February 17, 2020.
Recollections & Reflections
IT was the kind of statement that made good news copy but in this case, more for the wrong reasons. If that was not enough, it also left the man who could have gained some mileage from it bewildered.
The Islamist party PAS recently had many talking following the statement that it was planning a motion on a vote of confidence for Dr. Mahathir Mohamad as prime minister but while the intention is noble, the idea would serve no purpose since Mahathir’s position has never appeared to be under threat since he became PM7 after the national elections in May 2018.
No doubt Mahathir’s Pakatan Harapan coalition doesn’t have a big majority in Parliament but aside from the leadership issue plaguing coalition partner PKR, both Mahathir and Pakatan look stable and with the office of the prime minister as powerful as ever.
Then there is the fact that PAS is in the opposition and it is unheard of anywhere in the world, either in the Commonwealth jurisdictions similar to Malaysia’s system and government, or in a different jurisdiction like in the United States or in Europe.
The reasoning given by PAS deputy president Datuk Tuan Ibrahim Tuan Man also doesn’t hold water because that vote is not going to stop whatever bickering there is in PKR that some find distracting because it has dragged on for months. News reports before a meeting by PAS and its Muafakat Nasional (National Solidarity) partner Umno last Monday said that the plan by PAS was on the table but nothing has been officially mentioned by either or both parties post-meeting.
Maybe, just maybe, the parties would like to gauge public reactions more before making a final decision in time for the next Parliament session starting March 9 but so far most people quoted by the press were not impressed with the idea of an opposition party propping up a sitting prime minister, if the speaker of the house agrees to the motion that is.
The vote of confidence being planned by PAS could be just symbolic, to re-emphasise its earlier declaration of support for Mahathir as PM
But a closer, more calculated look will tell you that this plan by PAS is no more than an extension of its statement that the party wants Mahathir to continue serving while simultaneously not in favour of Anwar Ibrahim as his anointed successor. The top echelon PAS leaders cannot be so ignorant of what the rest of the country thinks of its plan and in secretary-general Datuk Takiyuddin Hassan it has someone qualified in law and thus someone who can be expected to give sound advice from a legal perspective and Westminster Parliamentary traditions and conventions.
The more recent development to all this is the gossip that 138 of 222 MPs are ready to sign a statutory declaration supporting Mahathir, which again is another way of telling the world that Anwar will not have the majority support to get beyond the nomination stage in Parliament to be considered for appointment by the Agong.
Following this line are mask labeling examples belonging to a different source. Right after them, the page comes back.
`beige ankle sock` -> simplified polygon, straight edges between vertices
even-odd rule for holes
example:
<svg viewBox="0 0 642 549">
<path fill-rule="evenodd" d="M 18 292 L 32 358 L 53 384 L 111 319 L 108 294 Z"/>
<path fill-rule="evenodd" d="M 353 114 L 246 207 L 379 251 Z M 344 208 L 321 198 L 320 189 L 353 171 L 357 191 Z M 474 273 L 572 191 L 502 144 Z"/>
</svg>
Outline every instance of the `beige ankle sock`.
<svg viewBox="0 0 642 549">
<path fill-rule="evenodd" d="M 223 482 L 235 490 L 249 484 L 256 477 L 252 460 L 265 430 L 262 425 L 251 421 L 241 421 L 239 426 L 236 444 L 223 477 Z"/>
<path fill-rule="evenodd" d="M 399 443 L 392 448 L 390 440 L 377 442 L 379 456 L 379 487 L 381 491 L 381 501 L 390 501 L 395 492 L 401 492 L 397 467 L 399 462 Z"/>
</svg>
The total may not be correct but it would be wise for the Anwar camp to ponder about what might happen if he does get nominated for the job. It is a sign that the support within the ruling Pakatan Harapan for him is not unanimous, which means he will need the help of other MPs if he is going to succeed Mahathir.
The road ahead for Anwar will be bumpy
Mahathir and Ampang MP Zuraida Kamaruddin, one of Anwar’s main adversaries in PKR, have both denied any knowledge or involvement in the SD plan but which person, politician or otherwise, who is actually involved in such a scheme will publicly admit it? Only the most naïve of people would believe such a statement at face value.
So despite yet again another statement by Mahathir (and Anwar) about the former’s commitment to the succession plan as agreed to by the Pakatan presidential council, there appears to be nothing that can stop even MPs in Pakatan from derailing the succession. And what if some Pakatan MPs do decide to not support Anwar’s nomination? Is there a clause anywhere in the coalition’s rules and regulations that says they have no choice but to support?
Whatever the future holds for Anwar, surely he is experienced enough in politics to be aware that he must first put his house, the PKR he leads, in order because politics in Malaysia has shown how messy the situation can become if a prime minister faces a major revolt within his party. In the case of Pakatan, the damage may be worse than that inflicted upon Umno in 1987 because of the delicate majority it now has in Parliament, one that is bolstered by support from a friendly Sabah party and defections by some MPs who won when contesting the 2018 elections under Barisan Nasional.
Anwar may sound confident that he will eventually succeed Mahathir but he must know that the road ahead can be bumpy and that the plan is not yet a done deal.